Apesar de ser o anfitrião da festa, José Dirceu estava mais calado do que de costume. Em clima de adeus, sem discursos e com um semblante abatido, o todo-poderoso da República durante o primeiro governo Lula (2003-2006) recebeu cerca de 30 convidados na noite do último dia 17, uma terça-feira, no salão do restaurante Tia Zélia, um dos favoritos do ex-presidente do PT em Brasília. O motivo do convescote: despedir-se da liberdade. Àquela altura, Dirceu tinha feito suas contas: seria preso nos próximos dias, já que o Tribunal Regional Federal da 4ª Região (TRF4) julgaria naquela semana seus embargos de declaração — um dos últimos recursos a que tem direito — e o mandaria de volta ao presídio no Paraná onde ficou detido de agosto de 2015 a maio de 2017.

No jantar de despedida, o ex-ministro incluiu no cardápio um de seus pratos preferidos — rabada —, além de galinha caipira. Os escassos brindes daquela noite, que entoavam palavras como “por dias melhores” e “salve o Zé”, foram feitos com caipirinha e cerveja. Um dos melhores amigos de Dirceu, o advogado José Oscar Pereira, conhecido por fazer discursos em homenagem ao ex-ministro, preferiu o silêncio. Ao final, cada convidado foi ao caixa e pagou a própria conta, no valor de cerca de R$ 50 por pessoa sem bebida.

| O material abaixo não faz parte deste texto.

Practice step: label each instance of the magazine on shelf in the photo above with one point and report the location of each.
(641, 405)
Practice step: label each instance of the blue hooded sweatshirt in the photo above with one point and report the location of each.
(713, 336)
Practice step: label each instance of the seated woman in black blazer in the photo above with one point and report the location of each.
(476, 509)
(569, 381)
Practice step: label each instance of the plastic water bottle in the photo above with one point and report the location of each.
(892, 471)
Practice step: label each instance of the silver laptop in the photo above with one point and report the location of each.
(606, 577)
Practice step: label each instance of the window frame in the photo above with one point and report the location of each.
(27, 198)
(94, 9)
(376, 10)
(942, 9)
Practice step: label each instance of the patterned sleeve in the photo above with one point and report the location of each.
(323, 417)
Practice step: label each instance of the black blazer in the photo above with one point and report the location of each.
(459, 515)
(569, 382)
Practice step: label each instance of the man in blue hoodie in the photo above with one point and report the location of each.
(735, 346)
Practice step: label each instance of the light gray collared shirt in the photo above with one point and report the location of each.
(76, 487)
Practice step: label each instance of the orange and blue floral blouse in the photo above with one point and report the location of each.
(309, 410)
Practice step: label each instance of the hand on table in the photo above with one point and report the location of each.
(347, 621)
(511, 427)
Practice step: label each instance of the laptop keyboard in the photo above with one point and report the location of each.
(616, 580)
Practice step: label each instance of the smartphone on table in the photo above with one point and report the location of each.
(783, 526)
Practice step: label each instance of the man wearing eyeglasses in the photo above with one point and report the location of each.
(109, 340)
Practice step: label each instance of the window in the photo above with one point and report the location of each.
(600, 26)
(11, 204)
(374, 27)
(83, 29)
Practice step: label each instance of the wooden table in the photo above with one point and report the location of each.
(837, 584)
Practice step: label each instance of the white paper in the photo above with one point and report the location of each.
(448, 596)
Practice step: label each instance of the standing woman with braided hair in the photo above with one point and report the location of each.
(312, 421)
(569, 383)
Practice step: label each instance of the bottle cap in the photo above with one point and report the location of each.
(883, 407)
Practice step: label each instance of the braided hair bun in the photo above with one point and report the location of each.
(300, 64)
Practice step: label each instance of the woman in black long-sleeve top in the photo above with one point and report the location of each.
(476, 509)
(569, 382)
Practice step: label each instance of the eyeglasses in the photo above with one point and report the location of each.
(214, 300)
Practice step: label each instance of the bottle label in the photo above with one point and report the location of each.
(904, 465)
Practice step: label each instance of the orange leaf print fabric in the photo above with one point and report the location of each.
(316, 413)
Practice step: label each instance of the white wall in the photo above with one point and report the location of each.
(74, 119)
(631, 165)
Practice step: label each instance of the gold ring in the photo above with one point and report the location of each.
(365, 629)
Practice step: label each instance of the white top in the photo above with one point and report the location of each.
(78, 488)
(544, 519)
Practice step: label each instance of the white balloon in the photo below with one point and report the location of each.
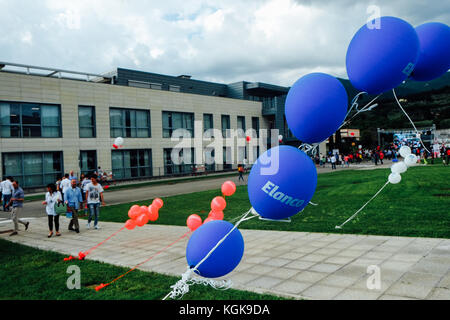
(411, 160)
(119, 141)
(405, 151)
(399, 167)
(395, 178)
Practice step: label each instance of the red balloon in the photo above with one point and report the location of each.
(152, 213)
(158, 203)
(193, 222)
(142, 220)
(216, 215)
(228, 188)
(218, 204)
(130, 224)
(134, 212)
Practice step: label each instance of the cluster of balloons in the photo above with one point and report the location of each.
(400, 167)
(218, 204)
(379, 59)
(141, 215)
(118, 143)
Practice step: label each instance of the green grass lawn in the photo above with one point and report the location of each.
(32, 274)
(418, 206)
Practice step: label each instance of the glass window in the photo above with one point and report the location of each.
(128, 164)
(33, 169)
(86, 121)
(129, 123)
(29, 120)
(177, 120)
(255, 125)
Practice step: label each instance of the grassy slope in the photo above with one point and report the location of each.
(417, 206)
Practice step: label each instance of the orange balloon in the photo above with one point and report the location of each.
(130, 224)
(218, 204)
(134, 211)
(193, 222)
(216, 215)
(158, 203)
(142, 220)
(228, 188)
(143, 210)
(152, 213)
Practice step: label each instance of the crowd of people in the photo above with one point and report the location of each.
(69, 194)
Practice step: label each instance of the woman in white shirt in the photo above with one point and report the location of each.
(52, 197)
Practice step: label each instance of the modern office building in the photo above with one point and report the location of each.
(53, 121)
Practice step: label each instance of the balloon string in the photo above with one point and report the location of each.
(417, 132)
(84, 254)
(356, 213)
(182, 286)
(143, 262)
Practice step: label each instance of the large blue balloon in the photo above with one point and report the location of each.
(282, 182)
(315, 107)
(434, 58)
(380, 59)
(225, 258)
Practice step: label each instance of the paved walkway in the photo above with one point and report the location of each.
(291, 264)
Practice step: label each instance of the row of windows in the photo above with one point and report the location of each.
(37, 169)
(24, 120)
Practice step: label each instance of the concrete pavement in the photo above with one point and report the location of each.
(290, 264)
(171, 188)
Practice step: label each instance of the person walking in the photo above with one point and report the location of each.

“Era como se o Zé estivesse indo ao próprio velório”, relatou um dos presentes sobre o ânimo do petista, que ficou das 20h30 à meia-noite se revezando de mesa em mesa em conversas que iam de amenidades, como seus olhos roxos em decorrência de uma cirurgia plástica nas pálpebras, à prisão de Lula, que acontecera dez dias antes.

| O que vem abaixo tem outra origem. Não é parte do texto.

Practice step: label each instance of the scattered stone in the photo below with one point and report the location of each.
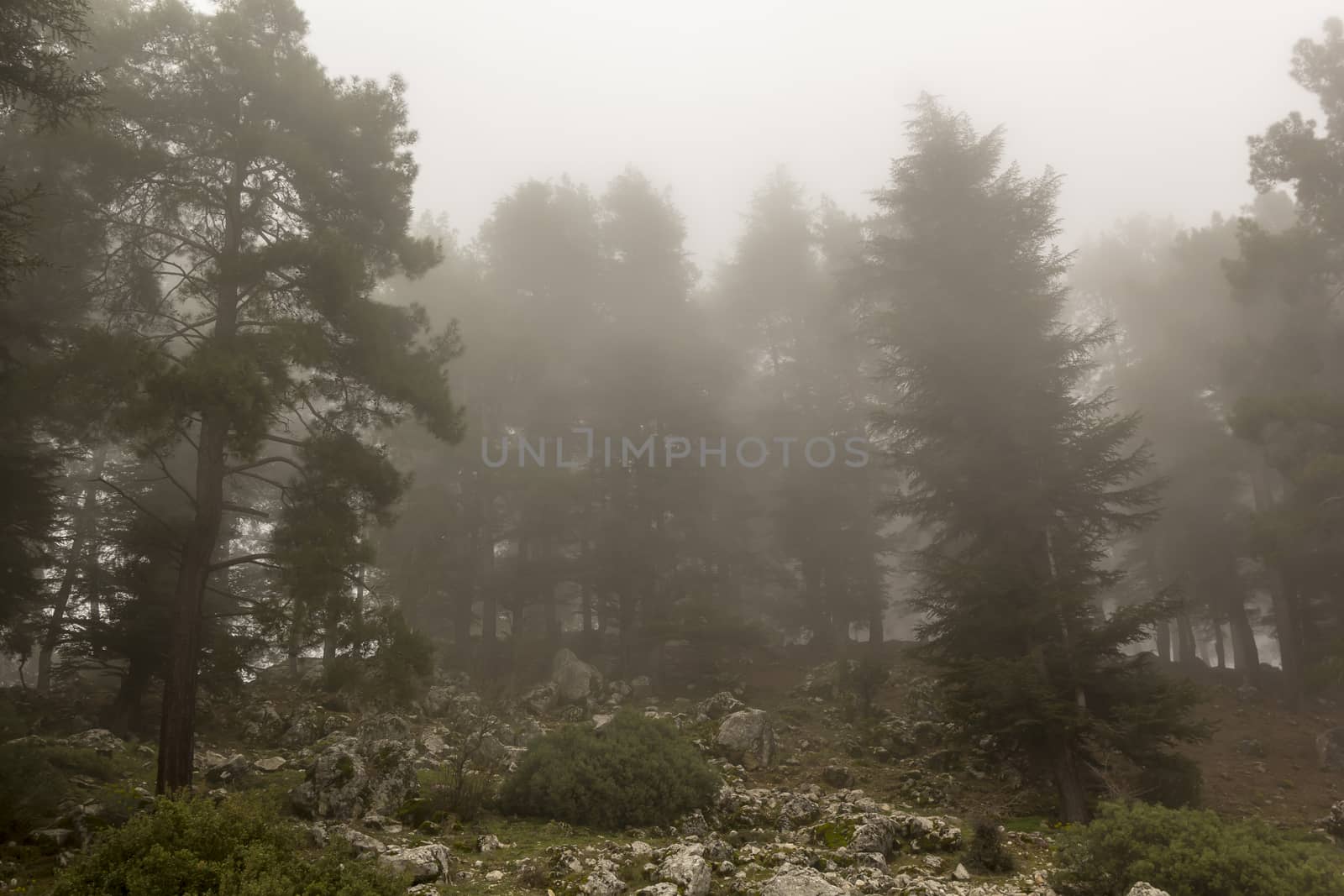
(53, 837)
(349, 779)
(837, 777)
(602, 883)
(659, 889)
(719, 705)
(1144, 888)
(687, 869)
(1330, 748)
(748, 738)
(1250, 747)
(228, 770)
(575, 680)
(97, 739)
(800, 882)
(363, 846)
(428, 862)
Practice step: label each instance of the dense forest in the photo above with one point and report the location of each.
(268, 416)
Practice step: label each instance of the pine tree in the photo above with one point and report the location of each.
(1019, 479)
(260, 203)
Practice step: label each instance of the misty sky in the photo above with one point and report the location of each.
(1144, 107)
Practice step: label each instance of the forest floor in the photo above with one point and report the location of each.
(1260, 761)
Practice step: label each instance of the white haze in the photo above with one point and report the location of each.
(1144, 107)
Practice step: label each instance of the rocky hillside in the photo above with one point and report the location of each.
(828, 786)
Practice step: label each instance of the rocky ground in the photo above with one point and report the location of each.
(822, 795)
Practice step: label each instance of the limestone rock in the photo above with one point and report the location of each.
(687, 869)
(428, 862)
(800, 882)
(575, 680)
(748, 736)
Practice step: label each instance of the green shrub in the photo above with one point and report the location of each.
(237, 848)
(34, 781)
(987, 851)
(632, 772)
(1189, 853)
(445, 793)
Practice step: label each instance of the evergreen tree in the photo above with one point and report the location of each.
(1018, 479)
(1287, 375)
(260, 203)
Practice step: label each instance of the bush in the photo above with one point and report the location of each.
(987, 852)
(237, 848)
(860, 683)
(34, 782)
(633, 772)
(448, 793)
(1189, 853)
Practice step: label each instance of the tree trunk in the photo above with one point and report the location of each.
(1187, 638)
(877, 622)
(176, 728)
(331, 634)
(125, 716)
(1245, 652)
(1163, 634)
(1280, 591)
(84, 524)
(295, 647)
(1066, 768)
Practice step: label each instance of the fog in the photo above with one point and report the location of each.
(1142, 105)
(750, 405)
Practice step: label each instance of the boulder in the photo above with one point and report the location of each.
(748, 738)
(1334, 824)
(719, 705)
(269, 763)
(602, 883)
(349, 779)
(575, 680)
(800, 809)
(97, 739)
(658, 889)
(228, 770)
(425, 864)
(1144, 888)
(385, 726)
(800, 882)
(837, 777)
(542, 699)
(687, 869)
(877, 835)
(306, 728)
(363, 846)
(1330, 748)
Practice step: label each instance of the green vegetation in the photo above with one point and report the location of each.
(632, 772)
(1189, 853)
(987, 852)
(34, 781)
(237, 848)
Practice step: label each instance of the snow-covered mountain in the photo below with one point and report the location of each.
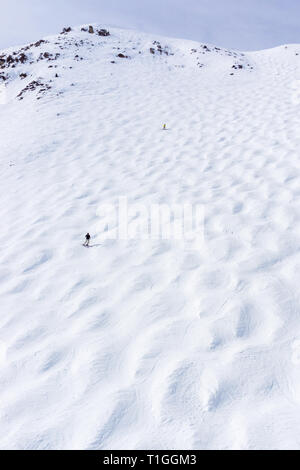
(152, 343)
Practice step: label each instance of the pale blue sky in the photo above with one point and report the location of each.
(239, 24)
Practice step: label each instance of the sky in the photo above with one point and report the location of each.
(237, 24)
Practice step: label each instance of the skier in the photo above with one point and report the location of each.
(87, 240)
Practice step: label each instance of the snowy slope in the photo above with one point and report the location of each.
(149, 343)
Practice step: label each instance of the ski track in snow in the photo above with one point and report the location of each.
(152, 344)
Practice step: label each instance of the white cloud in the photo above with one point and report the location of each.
(247, 24)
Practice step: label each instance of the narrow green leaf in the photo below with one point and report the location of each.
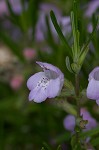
(63, 39)
(68, 65)
(91, 36)
(95, 141)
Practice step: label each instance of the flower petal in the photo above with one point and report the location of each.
(38, 95)
(52, 68)
(97, 101)
(93, 89)
(32, 81)
(49, 67)
(53, 88)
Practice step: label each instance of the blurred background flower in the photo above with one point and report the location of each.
(27, 35)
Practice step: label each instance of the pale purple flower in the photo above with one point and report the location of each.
(69, 122)
(93, 86)
(46, 84)
(86, 116)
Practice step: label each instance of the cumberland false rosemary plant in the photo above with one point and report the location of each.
(49, 83)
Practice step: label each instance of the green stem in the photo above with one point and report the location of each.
(77, 94)
(78, 103)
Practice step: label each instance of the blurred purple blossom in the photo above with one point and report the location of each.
(41, 28)
(47, 84)
(93, 85)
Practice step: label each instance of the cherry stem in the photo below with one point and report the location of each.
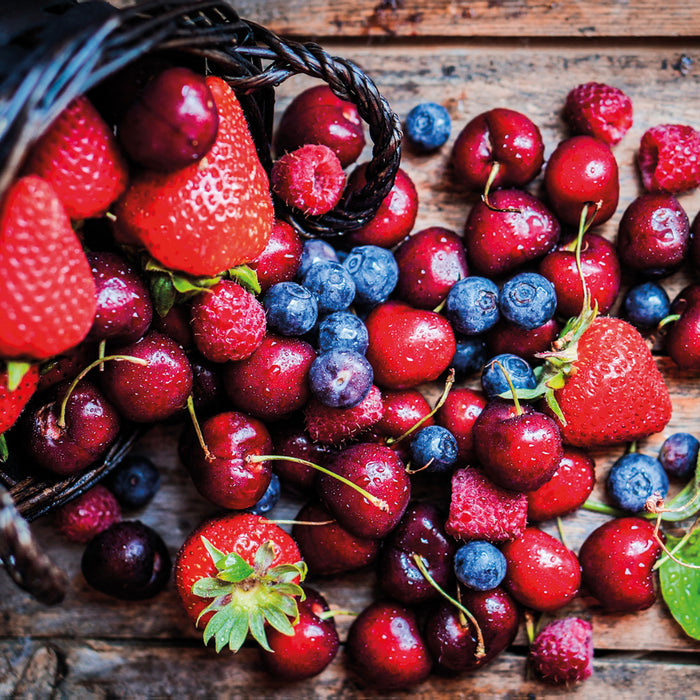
(480, 647)
(84, 372)
(443, 397)
(198, 430)
(378, 502)
(493, 173)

A ideia inicial era fazer um jantar para dez pessoas no escritório do advogado Roberto Podval, defensor de Dirceu, na capital federal. O local já funcionava como QG do petista para manter a discrição de encontros, principalmente com senadores e deputados do PT e outros nomes da política que queriam debater com Dirceu o cenário atual. No entanto, o tamanho do imóvel e a trabalheira de levar panelas e acessórios de cozinha fizeram com que o plano fosse abortado. Além disso, Dirceu queria um evento maior, com as pessoas que o apoiaram neste ano de liberdade, como o advogado Carlos Almeida Castro, Emídio de Souza — o tesoureiro do PT, que veio à Brasília só para o evento —, o deputado Odorico Monteiro (PSB-CE), o próprio advogado Roberto Podval, entre outros.

“Não era um dia de celebração”, limitou-se a dizer o deputado Orlando Silva (PCdoB-SP), que passou no fim da festa para ver o ex-ministro. Antes de chegar ao Tia Zélia, Silva pretendia jantar em um restaurante a poucos metros dali, no mesmo bairro. Ao chegar, deparou com o presidente Michel Temer em uma reunião com a bancada do MDB, numa recepção para novos filiados do partido. Soube do evento de Dirceu, deu meia-volta e seguiu para lá.

Aquele jantar marcava o fim de uma série de encontros que o ex-ministro vinha fazendo para se despedir dos amigos e usar as horas que lhe restavam para fazer política. No domingo, recebeu em casa um de seus advogados e Lédio Rosa, desembargador aposentado que será candidato ao Senado pelo PT em Santa Catarina, para mais uma vez despedir-se e falar sobre o contexto eleitoral de 2018. Na segunda-feira, participou de uma plenária com o líder do Movimento dos Trabalhadores Rurais Sem Terra (MST), João Pedro Stedile, em Brasília, onde invocou os cerca de 100 militantes a ser implacáveis com o governo de Michel Temer e a se transformar em soldados engajados na liberdade do ex-presidente Lula. Apesar de ter proibido gravações no local, o petista queria garantir uma aparição pública em sua última semana nas ruas para dar um recado direto ao público. Horas depois, reuniu-se na casa de amigos para mais um jantar de despedida.

Seus filhos, neta e até Clara Becker, uma das ex-mulheres do político e mãe do deputado Zeca Dirceu (PT-PR), estiveram em Brasília para passar as últimas horas em torno do patriarca. Dirceu estava certo de que, com a confirmação da condenação de 30 anos e nove meses de prisão, viria o pedido para retornar imediatamente para trás das grades e tem dúvidas de que um dia possa se livrar delas.